ECLI:NL:RBZLY:2011:BQ6164
Rechtbank Zwolle-Lelystad
- Eerste aanleg - enkelvoudig
- H. den Haan
- M.D. Moeke
- Rechtspraak.nl
Wijziging bijstandsuitkering alleenstaande ouder na plaatsing kind in crisisopvang
In deze zaak heeft de Rechtbank Zwolle-Lelystad op 1 april 2011 uitspraak gedaan in een geschil tussen een alleenstaande moeder en het college van burgemeester en wethouders van Hardenberg. De moeder ontving een bijstandsuitkering op basis van de norm voor alleenstaande ouders, maar na de plaatsing van haar 11-jarige dochter in een crisisopvang per 1 juli 2010, heeft het college haar uitkering gewijzigd naar de norm voor alleenstaanden. De moeder heeft hiertegen bezwaar gemaakt, maar dit werd ongegrond verklaard. Vervolgens heeft zij beroep ingesteld bij de rechtbank.
Tijdens de zitting op 10 februari 2011 heeft de rechtbank de zaak behandeld. De moeder was aanwezig, bijgestaan door haar gemachtigde, terwijl de gemeente werd vertegenwoordigd door H.J.G. Meijer. De rechtbank heeft overwogen dat volgens de Wet werk en bijstand (WWB) een alleenstaande ouder wordt gedefinieerd als iemand die de volledige zorg heeft voor een of meer kinderen. De rechtbank heeft vastgesteld dat de moeder, door de plaatsing van haar dochter in de crisisopvang, niet langer de volledige zorg had over haar kind.

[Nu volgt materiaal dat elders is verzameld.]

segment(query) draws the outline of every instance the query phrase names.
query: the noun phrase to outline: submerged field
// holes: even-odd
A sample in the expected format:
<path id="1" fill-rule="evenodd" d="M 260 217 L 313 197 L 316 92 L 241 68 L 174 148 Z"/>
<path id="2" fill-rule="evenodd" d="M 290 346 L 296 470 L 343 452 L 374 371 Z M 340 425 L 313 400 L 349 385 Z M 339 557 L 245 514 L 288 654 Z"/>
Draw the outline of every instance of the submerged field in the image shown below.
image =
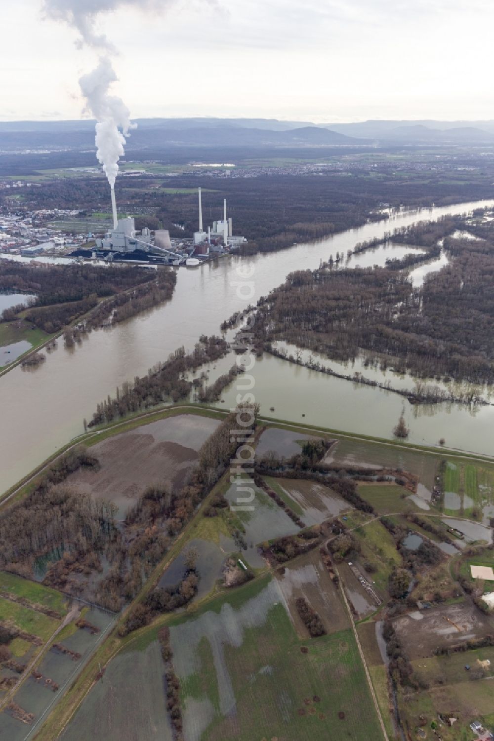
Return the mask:
<path id="1" fill-rule="evenodd" d="M 341 496 L 315 481 L 266 476 L 266 482 L 307 525 L 320 525 L 351 508 Z"/>
<path id="2" fill-rule="evenodd" d="M 99 461 L 99 470 L 79 470 L 66 484 L 113 502 L 123 516 L 148 486 L 181 486 L 198 450 L 219 424 L 209 417 L 180 414 L 113 435 L 89 449 Z"/>
<path id="3" fill-rule="evenodd" d="M 494 517 L 494 468 L 487 464 L 445 462 L 443 473 L 445 514 L 475 517 L 488 524 Z"/>
<path id="4" fill-rule="evenodd" d="M 352 631 L 300 639 L 276 582 L 264 583 L 171 628 L 185 737 L 379 738 Z"/>

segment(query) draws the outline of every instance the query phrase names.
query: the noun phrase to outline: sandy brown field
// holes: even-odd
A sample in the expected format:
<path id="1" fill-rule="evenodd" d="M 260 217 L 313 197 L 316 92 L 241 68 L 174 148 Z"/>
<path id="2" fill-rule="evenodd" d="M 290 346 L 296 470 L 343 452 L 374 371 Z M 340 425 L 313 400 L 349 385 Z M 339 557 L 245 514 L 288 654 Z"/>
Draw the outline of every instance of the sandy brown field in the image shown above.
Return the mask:
<path id="1" fill-rule="evenodd" d="M 395 630 L 410 659 L 432 656 L 438 646 L 453 646 L 492 632 L 488 617 L 470 602 L 403 615 Z"/>
<path id="2" fill-rule="evenodd" d="M 182 414 L 115 435 L 90 448 L 99 460 L 99 470 L 79 470 L 66 484 L 114 502 L 122 516 L 148 486 L 179 488 L 197 451 L 219 424 L 208 417 Z"/>

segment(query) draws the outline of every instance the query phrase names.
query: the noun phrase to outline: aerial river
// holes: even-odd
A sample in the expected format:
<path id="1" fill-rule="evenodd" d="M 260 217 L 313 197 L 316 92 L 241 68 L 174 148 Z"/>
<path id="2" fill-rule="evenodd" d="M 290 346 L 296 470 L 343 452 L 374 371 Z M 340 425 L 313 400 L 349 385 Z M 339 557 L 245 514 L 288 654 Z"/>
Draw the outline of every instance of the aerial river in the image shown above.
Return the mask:
<path id="1" fill-rule="evenodd" d="M 219 334 L 220 323 L 234 311 L 268 293 L 293 270 L 314 269 L 321 259 L 343 253 L 358 242 L 382 237 L 385 232 L 447 213 L 462 213 L 494 201 L 403 210 L 379 223 L 350 229 L 317 242 L 251 257 L 226 257 L 199 268 L 178 270 L 174 296 L 167 304 L 114 328 L 93 332 L 71 350 L 59 340 L 56 350 L 35 370 L 18 367 L 0 378 L 0 492 L 13 485 L 45 458 L 83 431 L 99 402 L 124 381 L 141 376 L 177 348 L 191 349 L 200 335 Z M 390 247 L 387 255 L 391 255 Z M 411 251 L 411 250 L 409 250 Z M 375 260 L 378 262 L 378 260 Z M 369 255 L 355 256 L 351 265 L 369 264 Z M 236 282 L 240 264 L 254 268 L 254 295 L 239 298 Z M 370 260 L 370 264 L 373 264 Z M 220 364 L 231 365 L 231 359 Z M 265 357 L 252 371 L 254 393 L 264 416 L 389 437 L 404 399 L 397 394 L 358 386 Z M 388 373 L 386 379 L 392 378 Z M 233 390 L 223 394 L 227 408 Z M 271 413 L 269 407 L 275 411 Z M 492 453 L 494 407 L 470 410 L 455 405 L 412 407 L 405 401 L 411 428 L 409 441 Z"/>

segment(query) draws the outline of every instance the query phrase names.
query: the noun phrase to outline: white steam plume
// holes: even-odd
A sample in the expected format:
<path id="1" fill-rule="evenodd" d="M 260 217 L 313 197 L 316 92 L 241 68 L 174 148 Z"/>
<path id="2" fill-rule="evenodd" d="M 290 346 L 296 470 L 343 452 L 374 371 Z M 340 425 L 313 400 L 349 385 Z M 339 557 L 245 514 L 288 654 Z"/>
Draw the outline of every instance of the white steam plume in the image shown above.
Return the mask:
<path id="1" fill-rule="evenodd" d="M 79 44 L 95 48 L 114 51 L 104 34 L 95 28 L 100 13 L 111 13 L 120 7 L 135 7 L 138 10 L 164 10 L 176 0 L 45 0 L 47 16 L 57 21 L 65 21 L 76 28 L 81 35 Z"/>
<path id="2" fill-rule="evenodd" d="M 125 136 L 132 127 L 130 111 L 120 98 L 109 93 L 110 86 L 117 79 L 108 54 L 116 50 L 104 34 L 99 34 L 96 23 L 100 13 L 124 6 L 139 10 L 164 10 L 174 0 L 45 0 L 45 11 L 50 18 L 65 21 L 80 33 L 79 45 L 104 51 L 92 72 L 79 79 L 85 100 L 85 111 L 96 119 L 96 145 L 98 161 L 112 188 L 119 170 L 118 162 L 125 153 Z"/>
<path id="3" fill-rule="evenodd" d="M 99 33 L 96 21 L 100 14 L 119 8 L 134 7 L 138 10 L 160 12 L 175 4 L 178 0 L 45 0 L 44 10 L 49 17 L 63 21 L 76 28 L 79 34 L 79 46 L 86 44 L 103 56 L 96 68 L 79 79 L 85 99 L 85 110 L 96 119 L 96 156 L 103 165 L 113 188 L 119 170 L 118 162 L 125 153 L 125 136 L 133 124 L 130 112 L 120 98 L 109 94 L 112 82 L 117 78 L 109 55 L 116 50 L 107 37 Z M 215 6 L 217 0 L 202 0 Z"/>
<path id="4" fill-rule="evenodd" d="M 86 100 L 85 110 L 96 119 L 96 145 L 98 161 L 103 165 L 111 187 L 119 171 L 118 162 L 124 152 L 125 136 L 131 127 L 130 111 L 120 98 L 108 93 L 116 75 L 108 57 L 102 57 L 95 70 L 79 81 Z"/>

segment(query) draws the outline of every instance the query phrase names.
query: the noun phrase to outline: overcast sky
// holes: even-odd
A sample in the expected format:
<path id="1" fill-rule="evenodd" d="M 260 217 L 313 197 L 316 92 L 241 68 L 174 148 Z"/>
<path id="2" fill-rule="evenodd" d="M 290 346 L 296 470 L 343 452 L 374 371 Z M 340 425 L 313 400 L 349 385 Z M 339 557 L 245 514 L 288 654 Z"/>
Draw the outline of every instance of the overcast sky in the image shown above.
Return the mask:
<path id="1" fill-rule="evenodd" d="M 0 119 L 81 118 L 97 54 L 42 0 L 2 6 Z M 493 21 L 489 0 L 171 0 L 99 28 L 133 117 L 330 122 L 494 119 Z"/>

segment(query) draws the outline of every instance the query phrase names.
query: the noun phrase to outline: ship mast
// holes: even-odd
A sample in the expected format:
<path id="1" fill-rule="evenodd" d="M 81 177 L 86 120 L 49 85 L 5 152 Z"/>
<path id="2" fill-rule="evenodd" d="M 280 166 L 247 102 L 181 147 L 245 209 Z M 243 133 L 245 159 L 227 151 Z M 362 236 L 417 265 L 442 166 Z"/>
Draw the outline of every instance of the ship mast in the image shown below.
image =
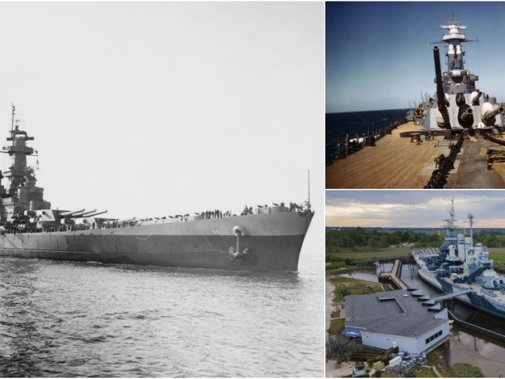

De rechtbank heeft de argumenten van de moeder, die verwees naar eerdere uitspraken waarin volledige zorg werd aangenomen bij verblijf van een kind in een internaat, niet gevolgd. De rechtbank oordeelde dat de zorg voor het kind in dit geval feitelijk was toevertrouwd aan de crisisopvang, en dat de moeder niet voldeed aan de criteria voor volledige zorg zoals gedefinieerd in de WWB. Daarom heeft de rechtbank geoordeeld dat de wijziging van de bijstandsuitkering door het college terecht was en heeft het beroep van de moeder ongegrond verklaard. De uitspraak is gedaan door mr.drs. H. den Haan, rechter, en mr. M.D. Moeke als griffier.